PPNDS inhibits murine Norovirus RNA-dependent RNA-polymerase mimicking two RNA stacking bases

•Norovirus (NV) is a major cause of gastroenteritis worldwide.•Antivirals aiming at controlling and preventing NV infection are on demand.•PPNDS has been characterized as NV-RdRp inhibitor.•The mNV-RdRp/PPNDS 3D structure supports the design of anti-NV drugs.•PPNDS mimics the stacking interaction of two RNA-bases. Norovirus (NV) is a major cause of gastroenteritis worldwide. Antivirals against such important pathogens are on demand. Among the viral proteins that orchestrate viral replication, RNA-dependent-RNA-polymerase (RdRp) is a promising drug development target.
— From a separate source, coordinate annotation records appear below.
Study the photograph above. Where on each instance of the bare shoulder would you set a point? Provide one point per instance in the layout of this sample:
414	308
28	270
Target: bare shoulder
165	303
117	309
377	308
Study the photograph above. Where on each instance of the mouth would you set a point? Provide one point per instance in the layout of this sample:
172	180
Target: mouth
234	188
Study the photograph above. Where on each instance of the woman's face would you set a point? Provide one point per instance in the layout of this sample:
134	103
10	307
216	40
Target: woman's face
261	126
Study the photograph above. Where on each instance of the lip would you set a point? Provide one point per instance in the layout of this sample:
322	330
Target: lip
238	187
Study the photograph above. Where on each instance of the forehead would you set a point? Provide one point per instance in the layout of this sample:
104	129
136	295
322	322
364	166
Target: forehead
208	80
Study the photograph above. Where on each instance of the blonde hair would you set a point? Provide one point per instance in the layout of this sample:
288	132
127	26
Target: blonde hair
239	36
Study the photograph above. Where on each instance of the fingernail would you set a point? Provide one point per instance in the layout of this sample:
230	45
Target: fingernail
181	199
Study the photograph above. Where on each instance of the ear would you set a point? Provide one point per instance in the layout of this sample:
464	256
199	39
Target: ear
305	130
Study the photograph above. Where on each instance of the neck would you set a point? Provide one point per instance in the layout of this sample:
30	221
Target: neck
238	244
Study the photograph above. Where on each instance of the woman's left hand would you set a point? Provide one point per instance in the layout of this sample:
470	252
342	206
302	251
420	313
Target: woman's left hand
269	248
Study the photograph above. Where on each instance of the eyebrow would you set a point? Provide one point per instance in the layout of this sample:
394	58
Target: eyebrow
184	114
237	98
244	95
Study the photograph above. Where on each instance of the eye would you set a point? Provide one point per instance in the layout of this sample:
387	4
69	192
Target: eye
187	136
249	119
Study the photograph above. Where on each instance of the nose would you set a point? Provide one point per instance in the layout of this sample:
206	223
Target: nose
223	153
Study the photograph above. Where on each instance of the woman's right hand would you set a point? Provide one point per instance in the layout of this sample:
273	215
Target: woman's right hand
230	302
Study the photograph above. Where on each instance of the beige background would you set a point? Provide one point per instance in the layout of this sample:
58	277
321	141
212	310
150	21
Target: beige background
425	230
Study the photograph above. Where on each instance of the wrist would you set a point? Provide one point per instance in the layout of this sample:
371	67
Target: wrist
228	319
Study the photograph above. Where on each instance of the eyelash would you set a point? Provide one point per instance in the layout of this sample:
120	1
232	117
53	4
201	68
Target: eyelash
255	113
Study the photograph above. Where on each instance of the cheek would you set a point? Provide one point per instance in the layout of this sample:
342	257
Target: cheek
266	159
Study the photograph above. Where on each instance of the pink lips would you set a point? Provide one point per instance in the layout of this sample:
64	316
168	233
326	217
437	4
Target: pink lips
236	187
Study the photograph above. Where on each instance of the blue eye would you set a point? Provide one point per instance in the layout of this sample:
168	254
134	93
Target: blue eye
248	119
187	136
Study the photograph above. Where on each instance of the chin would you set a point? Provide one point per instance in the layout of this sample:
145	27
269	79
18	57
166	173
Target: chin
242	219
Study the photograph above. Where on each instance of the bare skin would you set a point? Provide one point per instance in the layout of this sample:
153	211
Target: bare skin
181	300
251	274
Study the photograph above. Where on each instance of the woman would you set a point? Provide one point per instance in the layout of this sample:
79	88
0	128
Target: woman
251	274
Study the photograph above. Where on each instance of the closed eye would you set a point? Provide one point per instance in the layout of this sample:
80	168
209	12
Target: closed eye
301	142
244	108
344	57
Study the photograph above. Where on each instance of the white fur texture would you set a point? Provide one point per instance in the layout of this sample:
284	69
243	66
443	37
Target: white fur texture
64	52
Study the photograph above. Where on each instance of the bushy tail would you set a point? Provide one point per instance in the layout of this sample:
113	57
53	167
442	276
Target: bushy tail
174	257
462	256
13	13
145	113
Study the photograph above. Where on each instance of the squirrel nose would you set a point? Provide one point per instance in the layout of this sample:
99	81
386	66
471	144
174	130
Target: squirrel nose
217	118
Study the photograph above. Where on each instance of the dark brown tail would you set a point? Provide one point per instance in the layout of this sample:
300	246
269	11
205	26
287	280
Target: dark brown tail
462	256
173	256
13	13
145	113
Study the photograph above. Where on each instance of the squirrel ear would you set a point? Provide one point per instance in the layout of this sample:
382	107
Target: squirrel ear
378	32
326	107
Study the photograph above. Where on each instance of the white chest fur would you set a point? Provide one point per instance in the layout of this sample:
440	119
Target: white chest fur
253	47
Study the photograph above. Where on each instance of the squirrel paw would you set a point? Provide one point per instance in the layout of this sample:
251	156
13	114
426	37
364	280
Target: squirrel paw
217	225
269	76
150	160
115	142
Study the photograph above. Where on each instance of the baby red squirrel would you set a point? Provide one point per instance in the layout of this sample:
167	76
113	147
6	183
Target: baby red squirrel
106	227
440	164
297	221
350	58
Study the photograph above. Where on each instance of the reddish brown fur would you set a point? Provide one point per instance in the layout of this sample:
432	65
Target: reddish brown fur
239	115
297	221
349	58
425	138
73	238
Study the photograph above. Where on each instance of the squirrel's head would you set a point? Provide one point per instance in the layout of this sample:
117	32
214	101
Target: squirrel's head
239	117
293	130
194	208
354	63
From an in silico-docking search focused on the RdRp active site, we selected the compound PPNDS, which showed low micromolar IC50vs. murine NV-RdRp in vitro. We report the crystal structure of the murine NV-RdRp/PPNDS complex showing that two molecules of the inhibitor bind in antiparallel stacking interaction, properly oriented to block exit of the newly synthesized RNA. Such inhibitor-binding mode mimics two stacked nucleotide-bases of the RdRp/ssRNA complex.